この理由は、所得税は申告納税方式、個人住民税は賦課課税方式を採用しているからだと言われています。

賦課課税制度とは、課税庁が主体的に納税者の税額を決定し、納税者に通知することによりその税額を確定させる仕組みですが、そもそも所得税も、昭和21年以前はこの賦課課税制度を採用していました。その後、昭和22年に申告納税制度に移行しましたが、この移行理由の一つが、現年所得課税への変更といわれています。昭和21年以前の所得税は、勤労所得に対しては源泉徴収による現年所得課税、自営業者等の所得については前年所得課税が行われていました。しかし、第二次世界大戦後にインフレーションが起きたことにより、前年所得課税方式の自営業者等の税負担が実質的に軽減される事態が生じました。その結果、自営業者等と勤労所得者との間での課税の不均衡が問題になり、このような弊害を解消するために、全体を現年所得課税とする必要性が提起され、その実現のために申告納税制度の導入ということになったようです。

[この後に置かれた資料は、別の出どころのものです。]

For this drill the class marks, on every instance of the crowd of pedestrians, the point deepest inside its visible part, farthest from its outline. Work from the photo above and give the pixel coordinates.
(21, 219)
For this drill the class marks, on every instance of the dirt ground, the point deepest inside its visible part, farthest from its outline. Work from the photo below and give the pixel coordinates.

このように、個人住民税が前年所得課税を採用している理由は、いまだに賦課課税制度が適用されていることと密接に関係していると思われます。市区町村は、個人の所得に関する情報を収集し、これに基づいて個人住民税の賦課決定を行うのですから、賦課課税制度を採用する限り、納税者の所得の稼得時期と課税時期とのタイムラグは避けられないのでしょう。